The current state of affairs is dire. CSA members argue that the Carletonian doesn’t publish anything of worth; when it does, they often take issue with the context or editorialization. These critiques are valid, but they do not necessarily diminish the value of what was published. If these articles were really not important, I don’t think they would need to complain to me about what the Carletonian had published about them. Ultimately, I’m not just concerned about decreased funding for the Carletonian, but also worried about what recent events signal about what will come in the next few years. We now see students actively advocating for some concessions against the primary institutional voice for students on campus.
These concerns come after the last two decades, where there has been a continuous decline in the number of students willing to write for student newspapers and engage with the power they have. For those who don’t know, large swaths of the administration read the Carletonian. If you want them to hear your anger, say it here. If you want other students to hear your voice, write an article. If you need to say something, there is no better spot on campus to say it.
The ultimate tragedy is that students are the only ones who will lose when we collectively refuse to engage on campus and make our voices heard. The administration has nearly tripled from187 non-teaching staff in 1978 to 478 non-teaching staff in May 2025, excluding maintenance, facilities, dining services workers and the like. That’s almost one staff member for every four students. This has enabled the disempowerment of the student body, now we’re not necessary. In the face of the overwhelming power of the admin, if students want to have any power, any voice in how the college will be run, then you cannot support the CSA’s decision to begin disempowering the Carletonian.
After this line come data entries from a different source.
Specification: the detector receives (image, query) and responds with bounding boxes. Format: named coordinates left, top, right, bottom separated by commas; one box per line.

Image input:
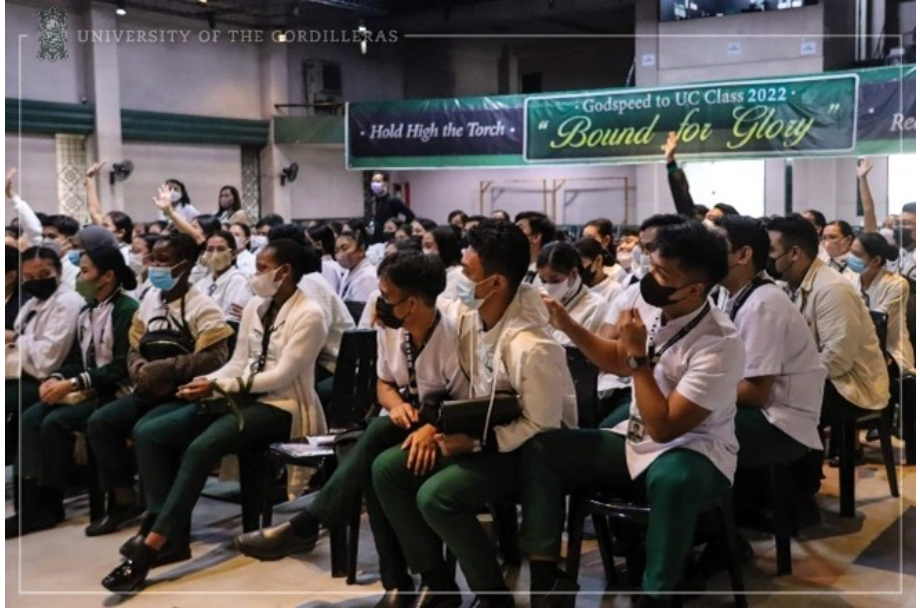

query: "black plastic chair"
left=343, top=301, right=367, bottom=327
left=565, top=490, right=748, bottom=607
left=565, top=346, right=600, bottom=429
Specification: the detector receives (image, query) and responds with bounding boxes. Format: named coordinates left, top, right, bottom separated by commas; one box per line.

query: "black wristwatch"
left=627, top=354, right=649, bottom=372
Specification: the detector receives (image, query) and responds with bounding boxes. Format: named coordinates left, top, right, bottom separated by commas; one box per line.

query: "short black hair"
left=466, top=215, right=487, bottom=224
left=107, top=211, right=134, bottom=244
left=136, top=233, right=159, bottom=255
left=338, top=226, right=369, bottom=250
left=148, top=220, right=168, bottom=233
left=585, top=218, right=615, bottom=241
left=21, top=246, right=62, bottom=275
left=267, top=224, right=321, bottom=274
left=803, top=209, right=827, bottom=230
left=156, top=232, right=200, bottom=265
left=826, top=220, right=854, bottom=239
left=42, top=214, right=80, bottom=237
left=716, top=215, right=770, bottom=272
left=378, top=249, right=446, bottom=306
left=692, top=204, right=709, bottom=219
left=766, top=214, right=820, bottom=259
left=491, top=210, right=511, bottom=222
left=255, top=214, right=285, bottom=229
left=654, top=222, right=729, bottom=288
left=574, top=237, right=607, bottom=262
left=208, top=229, right=237, bottom=253
left=466, top=219, right=530, bottom=291
left=414, top=218, right=437, bottom=232
left=536, top=242, right=580, bottom=274
left=264, top=238, right=312, bottom=283
left=515, top=211, right=556, bottom=248
left=448, top=210, right=468, bottom=224
left=372, top=170, right=390, bottom=182
left=639, top=214, right=686, bottom=233
left=6, top=245, right=19, bottom=273
left=429, top=225, right=462, bottom=267
left=307, top=223, right=336, bottom=258
left=857, top=232, right=899, bottom=264
left=713, top=203, right=740, bottom=217
left=903, top=202, right=916, bottom=214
The idea that the Carletonian does not publish anything of merit is laughable and only serves to justify the continued marginalization and defunding of the Carletonian, or at best, pushing it to be digital only. Who would read that?
The loud and angry student body that we had in the 1960s has been gone for a long time, but as of now, the CSA appears unsure of where it wants to go. They recognize that the CSA and Carletonian both exist to give students control. Few are happy with the decisions admin has made regarding the meal plan, the ever-increasing tuition that seems to have no end date, or even Rotblatt. We’ve slowly given up all our power, and now the CSA is cutting one of the last institutions in which the students have the ultimate say.
The recent cuts made by the CSA are perhaps excusable, but they come at the end of a long tail of lost student power. The student body needs to take responsibility and resume a campaign to take back authority from the school. If we want a school that serves our interests, we must fight for it.
Now, I ask the CSA members who believe the Carletonian is useless and advocate behind closed doors to defund it to tell everyone why you believe so. Write an article and explain how it will help the student body rather than to get payback or balance the last line of a budget totaling nearly one million dollars.